The question is: what do consumers do. UB looks at the product characteristics and product use. Do costumers
focus on bananas, or can it be a substitute? There is a certain amount of changeability. The ECJ decided that not
everyone can substitute with apples or oranges. For elderly and babies the soft texture is easy to eat, so they
aren't able to substitute bananas.
In UB the Court also defines what dominance means: a firm can behave without taking into account the
competitors, suppliers and consumers.


Lecture 5
1. ECJ C-56 and 58/64, Etablissement Consten SA & Grundig-Verkaufs-GmbH v. Commission
It this case it became clear that distribution agreements which prevent all parallel trade in the contract goods
have as their object the restriction of competition.
Constan and Grundig concerned an agreement concluded between Grundig, a German manufacturer of ratios,
tape recorders, Dictaphones and televisions and Consten.
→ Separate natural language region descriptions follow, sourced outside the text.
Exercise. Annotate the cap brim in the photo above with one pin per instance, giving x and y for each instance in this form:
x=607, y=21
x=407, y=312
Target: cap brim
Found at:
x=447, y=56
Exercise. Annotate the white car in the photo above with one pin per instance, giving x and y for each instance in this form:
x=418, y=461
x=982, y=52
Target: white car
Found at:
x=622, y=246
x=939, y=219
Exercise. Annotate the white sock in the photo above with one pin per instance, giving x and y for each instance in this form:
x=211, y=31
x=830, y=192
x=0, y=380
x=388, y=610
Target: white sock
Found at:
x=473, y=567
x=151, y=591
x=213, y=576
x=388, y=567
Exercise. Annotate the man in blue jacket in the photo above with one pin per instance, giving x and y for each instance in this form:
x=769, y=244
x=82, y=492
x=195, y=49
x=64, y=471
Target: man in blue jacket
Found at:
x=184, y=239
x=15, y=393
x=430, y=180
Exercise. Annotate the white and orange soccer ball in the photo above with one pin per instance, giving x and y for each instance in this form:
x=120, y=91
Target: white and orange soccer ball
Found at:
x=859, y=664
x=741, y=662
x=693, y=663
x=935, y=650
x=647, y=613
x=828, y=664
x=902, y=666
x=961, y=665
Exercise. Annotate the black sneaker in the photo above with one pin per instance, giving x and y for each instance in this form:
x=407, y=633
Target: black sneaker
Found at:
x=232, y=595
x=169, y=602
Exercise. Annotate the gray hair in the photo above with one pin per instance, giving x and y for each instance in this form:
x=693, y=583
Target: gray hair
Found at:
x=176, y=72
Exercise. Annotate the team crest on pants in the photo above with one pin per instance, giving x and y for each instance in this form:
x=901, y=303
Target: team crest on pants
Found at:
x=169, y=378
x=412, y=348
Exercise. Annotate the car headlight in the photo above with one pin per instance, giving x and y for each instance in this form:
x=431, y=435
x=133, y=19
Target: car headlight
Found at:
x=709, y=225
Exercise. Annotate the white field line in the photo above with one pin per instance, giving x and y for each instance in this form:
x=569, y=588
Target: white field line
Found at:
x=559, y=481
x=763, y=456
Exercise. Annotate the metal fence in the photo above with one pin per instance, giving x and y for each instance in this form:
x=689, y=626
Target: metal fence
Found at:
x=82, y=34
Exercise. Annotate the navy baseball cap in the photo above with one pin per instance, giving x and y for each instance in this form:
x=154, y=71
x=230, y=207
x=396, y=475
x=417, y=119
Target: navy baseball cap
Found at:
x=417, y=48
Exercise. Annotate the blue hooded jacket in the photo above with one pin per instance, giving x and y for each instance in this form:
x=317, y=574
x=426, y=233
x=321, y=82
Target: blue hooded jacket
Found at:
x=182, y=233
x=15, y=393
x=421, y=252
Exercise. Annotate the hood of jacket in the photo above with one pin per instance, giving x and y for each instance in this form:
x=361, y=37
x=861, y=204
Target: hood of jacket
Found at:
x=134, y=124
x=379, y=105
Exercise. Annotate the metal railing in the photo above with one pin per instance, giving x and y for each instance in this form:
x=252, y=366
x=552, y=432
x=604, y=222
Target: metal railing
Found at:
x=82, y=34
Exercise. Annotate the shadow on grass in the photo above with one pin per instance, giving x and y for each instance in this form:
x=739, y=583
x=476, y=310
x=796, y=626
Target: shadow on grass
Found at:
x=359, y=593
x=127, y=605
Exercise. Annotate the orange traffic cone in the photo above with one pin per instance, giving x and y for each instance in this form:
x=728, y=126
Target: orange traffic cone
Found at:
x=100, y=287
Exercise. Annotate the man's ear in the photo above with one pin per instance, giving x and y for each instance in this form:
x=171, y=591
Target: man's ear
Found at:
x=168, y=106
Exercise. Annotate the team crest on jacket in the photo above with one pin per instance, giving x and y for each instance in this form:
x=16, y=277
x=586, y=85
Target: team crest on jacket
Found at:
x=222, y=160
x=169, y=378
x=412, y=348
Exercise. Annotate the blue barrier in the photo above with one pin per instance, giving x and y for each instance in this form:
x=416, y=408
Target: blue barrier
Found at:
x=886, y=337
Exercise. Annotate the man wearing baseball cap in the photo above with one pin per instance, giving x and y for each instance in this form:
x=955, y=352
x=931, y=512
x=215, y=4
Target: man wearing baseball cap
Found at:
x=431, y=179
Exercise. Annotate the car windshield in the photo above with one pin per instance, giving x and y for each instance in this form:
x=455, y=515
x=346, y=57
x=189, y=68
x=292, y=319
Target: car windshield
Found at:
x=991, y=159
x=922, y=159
Consten was appointed exclusive distributor of
Grundig’s products in France. The agreement obliged Consten not to handle competition products, to order a
minimum quantity of Grundig products, to stock accessories and spare parts to provide aftersale services, and
not to sell Grundig products outside France. In return, Grundig agreed not to deliver the products outside
France. In return, Grundig agreed not to deliver the products for sale in France itself and to prohibit all other
distributors from seeking sales, actively or passively, within France. To reinforce the territorial protection
Grundig assigned to Conten the rights to the Grundig trade mark GINT, in France. The provisions in the
agreement were therefore intended to confer absolute territorial protection upon Consten and to prevent all
parallel trade in Grundi’s products. The parties argued that these restrictions on the conduct and/or the restriction
on the sale of Grundig products by anyone else in France did not amount the restrictions of competition.
The ECJ upheld the Commissions’ decision. It held that the agreement given Consten a monopoly over a sale of
Grundig products in France (absolute territorial protection) had as its object the restriction of competition so that
an assessment of its effect was unnecessary.

2. ECJ T-Mobile Netherlands BV
1 Companies come together and exchange information about the renumeration of dealers. The Dutch Competition
authority looked at this and the case was brought for the ECJ. Parties didn’t necessarily agree on the product, but
one party tells their price policy to the other party. There was a structured way to exchange information and the
other party used that information.
The ECJ decided that it must be sufficient that the agreement has the potential to have a negative effect in
competition. There was a breach of article 101(1) : there was a price coordination. It was an agreement by
object, as long as you can show that there is a causal link, the Dutch court is up to something.